Von Peter Burghardt, Washington

Der Sturm hat noch nicht genug, in den Nacht zieht er weiter. Nachdem Ian Florida überrollt hat, wirbelt er am Freitag hinauf Richtung South Carolina, nimmt über dem Atlantik wieder Fahrt auf und wird erneut zum Hurrikan. Am Mittwoch hatte Ian mit Stärke 4 die Halbinsel im Südosten der USA heimgesucht, ehe er kurz satt zu sein schien und zum Tropensturm herabgestuft wurde. Zurück bleibt eine Schneise der Zerstörung, erst allmählich wird klar, was Ian im Revier der Strände, Villen und Vergnügungsparks angerichtet hat.

Niemand weiß, wie viele Menschen ihr Leben verloren haben. Die Angaben über die Zahl der Todesopfer in Zusammenhang mit Ian gehen stark auseinander, mal ist nur von zwei Toten die Rede, mal von mehr als 20. Es könnten Hunderte sein, sagt Carmine Marceno, der Sheriff von Lee County. US-Präsident Joe Biden spricht von einem "erheblichen Verlust an Menschenleben", dies könne der tödlichste Sturm in der Geschichte Floridas sein. Für South Carolina erklärte er den Notstand, noch bevor Ian die Küste des Bundesstaats erreicht hat. Das Nationale Hurrikan-Zentrum warnt vor lebensbedrohlichen Sturmfluten entlang der Küste sowie vor Regen und Überschwemmungen auch in North Carolina sowie im Süden des angrenzenden Staates Virginia.

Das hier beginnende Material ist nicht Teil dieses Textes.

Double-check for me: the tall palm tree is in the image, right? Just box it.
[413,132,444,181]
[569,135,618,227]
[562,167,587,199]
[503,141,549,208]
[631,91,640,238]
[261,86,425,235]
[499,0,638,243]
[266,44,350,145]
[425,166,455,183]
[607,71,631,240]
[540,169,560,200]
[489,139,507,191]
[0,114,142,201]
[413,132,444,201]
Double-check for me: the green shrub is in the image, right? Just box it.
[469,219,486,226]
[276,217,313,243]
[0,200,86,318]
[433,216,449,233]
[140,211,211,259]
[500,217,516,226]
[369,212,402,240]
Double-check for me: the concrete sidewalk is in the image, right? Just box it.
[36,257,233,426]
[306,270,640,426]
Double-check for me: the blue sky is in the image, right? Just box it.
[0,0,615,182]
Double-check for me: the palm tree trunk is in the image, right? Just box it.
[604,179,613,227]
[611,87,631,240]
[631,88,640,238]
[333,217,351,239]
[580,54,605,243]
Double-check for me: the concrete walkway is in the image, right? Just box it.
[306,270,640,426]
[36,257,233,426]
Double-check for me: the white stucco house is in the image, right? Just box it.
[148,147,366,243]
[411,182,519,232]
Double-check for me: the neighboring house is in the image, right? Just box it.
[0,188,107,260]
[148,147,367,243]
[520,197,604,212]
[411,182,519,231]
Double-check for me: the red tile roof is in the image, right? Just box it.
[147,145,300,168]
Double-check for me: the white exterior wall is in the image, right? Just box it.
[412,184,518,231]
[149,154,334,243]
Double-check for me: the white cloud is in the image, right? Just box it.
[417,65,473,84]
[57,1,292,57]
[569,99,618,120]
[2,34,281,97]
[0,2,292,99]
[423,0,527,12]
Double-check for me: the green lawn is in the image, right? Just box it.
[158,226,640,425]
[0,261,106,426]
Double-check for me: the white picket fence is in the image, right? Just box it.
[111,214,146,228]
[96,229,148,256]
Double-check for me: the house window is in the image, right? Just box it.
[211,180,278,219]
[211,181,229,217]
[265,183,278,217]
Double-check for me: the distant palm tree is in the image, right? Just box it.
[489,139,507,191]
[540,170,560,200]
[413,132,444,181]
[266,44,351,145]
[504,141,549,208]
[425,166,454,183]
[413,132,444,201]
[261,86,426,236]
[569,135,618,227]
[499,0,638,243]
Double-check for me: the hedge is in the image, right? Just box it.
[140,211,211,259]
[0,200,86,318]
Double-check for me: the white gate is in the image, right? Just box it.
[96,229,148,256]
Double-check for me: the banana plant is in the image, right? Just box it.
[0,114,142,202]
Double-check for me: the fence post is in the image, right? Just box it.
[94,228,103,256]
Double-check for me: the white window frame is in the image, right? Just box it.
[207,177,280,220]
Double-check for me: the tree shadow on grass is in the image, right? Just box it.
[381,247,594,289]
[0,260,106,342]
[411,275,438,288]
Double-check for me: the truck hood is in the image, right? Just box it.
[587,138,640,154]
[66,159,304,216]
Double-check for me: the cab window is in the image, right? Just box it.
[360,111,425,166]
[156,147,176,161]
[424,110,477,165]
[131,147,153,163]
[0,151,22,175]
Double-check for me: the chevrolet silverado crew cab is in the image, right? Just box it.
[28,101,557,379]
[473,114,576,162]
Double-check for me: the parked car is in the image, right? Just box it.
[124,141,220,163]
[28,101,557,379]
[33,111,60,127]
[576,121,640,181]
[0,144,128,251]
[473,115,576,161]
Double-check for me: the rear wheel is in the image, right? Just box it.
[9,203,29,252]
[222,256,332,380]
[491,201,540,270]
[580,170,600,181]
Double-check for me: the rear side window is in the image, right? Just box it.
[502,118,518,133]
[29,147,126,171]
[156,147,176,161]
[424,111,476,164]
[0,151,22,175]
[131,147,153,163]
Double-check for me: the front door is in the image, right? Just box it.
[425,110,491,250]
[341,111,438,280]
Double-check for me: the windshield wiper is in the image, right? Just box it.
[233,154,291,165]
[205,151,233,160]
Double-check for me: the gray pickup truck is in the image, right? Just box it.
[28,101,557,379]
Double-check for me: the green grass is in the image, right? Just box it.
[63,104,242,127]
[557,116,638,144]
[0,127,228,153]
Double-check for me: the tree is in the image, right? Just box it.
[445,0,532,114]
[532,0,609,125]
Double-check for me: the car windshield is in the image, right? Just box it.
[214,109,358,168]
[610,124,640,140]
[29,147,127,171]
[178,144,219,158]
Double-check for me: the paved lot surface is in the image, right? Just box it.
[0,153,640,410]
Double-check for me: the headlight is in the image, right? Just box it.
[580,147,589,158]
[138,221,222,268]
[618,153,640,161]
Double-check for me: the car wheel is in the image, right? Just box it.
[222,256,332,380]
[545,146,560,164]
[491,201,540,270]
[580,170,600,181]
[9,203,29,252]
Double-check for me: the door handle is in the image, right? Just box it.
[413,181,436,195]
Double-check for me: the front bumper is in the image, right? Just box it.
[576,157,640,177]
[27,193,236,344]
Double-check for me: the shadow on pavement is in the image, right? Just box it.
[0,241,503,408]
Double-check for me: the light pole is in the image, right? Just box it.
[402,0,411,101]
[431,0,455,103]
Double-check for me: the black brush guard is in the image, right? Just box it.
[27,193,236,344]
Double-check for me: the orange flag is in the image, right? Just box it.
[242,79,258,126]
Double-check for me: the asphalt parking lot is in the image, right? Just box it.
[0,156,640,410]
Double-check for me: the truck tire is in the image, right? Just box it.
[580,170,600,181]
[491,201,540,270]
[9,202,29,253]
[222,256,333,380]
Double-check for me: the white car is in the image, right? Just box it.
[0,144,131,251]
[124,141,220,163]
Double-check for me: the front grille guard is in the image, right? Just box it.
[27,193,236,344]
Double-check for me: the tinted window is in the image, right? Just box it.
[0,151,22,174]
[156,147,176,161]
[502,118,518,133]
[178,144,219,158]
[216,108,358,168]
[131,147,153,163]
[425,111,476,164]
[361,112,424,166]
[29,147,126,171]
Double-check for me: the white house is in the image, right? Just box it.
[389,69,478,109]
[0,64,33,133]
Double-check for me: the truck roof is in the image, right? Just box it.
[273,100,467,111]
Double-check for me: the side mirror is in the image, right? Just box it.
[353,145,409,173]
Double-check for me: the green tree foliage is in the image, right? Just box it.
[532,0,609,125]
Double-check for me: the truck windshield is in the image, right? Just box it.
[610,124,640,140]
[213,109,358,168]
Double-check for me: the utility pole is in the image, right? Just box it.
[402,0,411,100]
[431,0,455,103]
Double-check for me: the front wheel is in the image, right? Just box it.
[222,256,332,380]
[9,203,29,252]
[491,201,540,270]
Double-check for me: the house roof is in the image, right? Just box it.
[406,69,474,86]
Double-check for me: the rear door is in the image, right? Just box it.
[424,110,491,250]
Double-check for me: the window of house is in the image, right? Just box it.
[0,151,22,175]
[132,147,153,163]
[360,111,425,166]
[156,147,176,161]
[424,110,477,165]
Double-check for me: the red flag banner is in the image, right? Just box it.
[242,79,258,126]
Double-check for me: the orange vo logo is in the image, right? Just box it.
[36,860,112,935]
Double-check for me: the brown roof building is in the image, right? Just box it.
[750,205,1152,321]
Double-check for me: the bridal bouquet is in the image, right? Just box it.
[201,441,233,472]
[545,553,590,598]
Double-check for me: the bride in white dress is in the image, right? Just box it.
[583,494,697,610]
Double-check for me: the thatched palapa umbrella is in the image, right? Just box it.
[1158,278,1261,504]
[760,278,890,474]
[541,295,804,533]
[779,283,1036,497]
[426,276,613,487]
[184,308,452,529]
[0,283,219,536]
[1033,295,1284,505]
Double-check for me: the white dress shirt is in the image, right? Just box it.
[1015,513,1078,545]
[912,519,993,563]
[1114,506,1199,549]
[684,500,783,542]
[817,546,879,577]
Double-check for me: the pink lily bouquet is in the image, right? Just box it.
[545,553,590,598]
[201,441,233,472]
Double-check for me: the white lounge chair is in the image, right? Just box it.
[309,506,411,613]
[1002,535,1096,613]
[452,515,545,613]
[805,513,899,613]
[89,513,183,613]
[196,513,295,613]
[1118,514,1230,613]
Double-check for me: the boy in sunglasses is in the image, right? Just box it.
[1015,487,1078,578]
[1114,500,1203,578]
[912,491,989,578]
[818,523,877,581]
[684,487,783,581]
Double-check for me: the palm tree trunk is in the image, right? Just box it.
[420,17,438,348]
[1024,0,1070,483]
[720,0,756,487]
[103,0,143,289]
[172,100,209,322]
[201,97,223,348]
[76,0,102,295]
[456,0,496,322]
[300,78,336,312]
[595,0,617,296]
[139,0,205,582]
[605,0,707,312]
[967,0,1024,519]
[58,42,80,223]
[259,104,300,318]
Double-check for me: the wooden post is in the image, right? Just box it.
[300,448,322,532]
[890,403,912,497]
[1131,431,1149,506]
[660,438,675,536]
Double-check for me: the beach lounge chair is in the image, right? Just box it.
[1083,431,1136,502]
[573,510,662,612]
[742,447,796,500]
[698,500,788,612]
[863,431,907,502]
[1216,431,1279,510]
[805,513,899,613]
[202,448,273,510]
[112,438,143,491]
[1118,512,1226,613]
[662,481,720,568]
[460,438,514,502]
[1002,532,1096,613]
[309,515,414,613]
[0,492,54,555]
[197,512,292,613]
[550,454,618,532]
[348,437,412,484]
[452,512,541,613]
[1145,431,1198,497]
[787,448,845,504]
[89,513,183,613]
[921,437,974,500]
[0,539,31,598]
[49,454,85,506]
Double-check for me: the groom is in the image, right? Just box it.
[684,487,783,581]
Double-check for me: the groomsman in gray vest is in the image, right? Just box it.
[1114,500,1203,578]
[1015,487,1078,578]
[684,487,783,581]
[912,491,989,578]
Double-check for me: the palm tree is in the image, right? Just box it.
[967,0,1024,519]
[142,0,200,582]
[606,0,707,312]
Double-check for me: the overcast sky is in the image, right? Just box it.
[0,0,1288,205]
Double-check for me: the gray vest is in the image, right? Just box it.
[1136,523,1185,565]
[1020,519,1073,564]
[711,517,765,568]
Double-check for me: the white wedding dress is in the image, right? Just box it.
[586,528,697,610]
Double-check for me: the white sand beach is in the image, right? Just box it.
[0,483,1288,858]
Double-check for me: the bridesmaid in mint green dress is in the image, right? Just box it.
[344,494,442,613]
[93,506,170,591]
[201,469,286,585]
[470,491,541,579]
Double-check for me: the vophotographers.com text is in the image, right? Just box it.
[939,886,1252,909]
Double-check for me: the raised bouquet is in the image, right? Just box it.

Hunderte gestrandete Menschen wurden in Florida gerettet, mit Booten und Hubschraubern. Etwa zwei Millionen Bewohner der Halbinsel sind ohne Strom. Besonders schlimm hat es unter anderem Naples und Fort Myers an der Westküste erwischt, dort, wo Ian aus Kuba kommend das nordamerikanische Festland erreicht hatte. Einige Häuser seien ausgelöscht worden, nur noch Betonplatten seien übrig, sagt Gouverneur Ron DeSantis, man sieht das jetzt ständig im Fernsehen.

Fort Myers Beach war eine Gegend mit Hotels, Restaurants, Palmen und Sand, und jetzt? "Absolute Verwüstung", berichtet eine Frau der Tampa Bay Times, "es ist fast nichts übrig." Einem 60 Jahre alten Mann dort kommt es vor, als sei eine Atombombe abgeworfen worden. Zerfetzte Straßen, schwimmende Autos, kaputte Lokale, in der Marina haben sich Yachten ineinander gequetscht wie nach einem Tsunami.

Die Yachten im Hafen von Fort Myers sind verwüstet, gerade so, als sei ein Tsunami über sie hinweggerollt. (Foto: Ricardo Arduengo/AFP)

Der Himmel schickte enorme Mengen Regen, und aus dem Golf von Mexiko wurden die Fluten ans Ufer gedrückt. "Ich kann nicht glauben, dass Mutter Natur so etwas tut", wird eine Verkäuferin aus Fort Myers Beach zitiert. "Mein Gott."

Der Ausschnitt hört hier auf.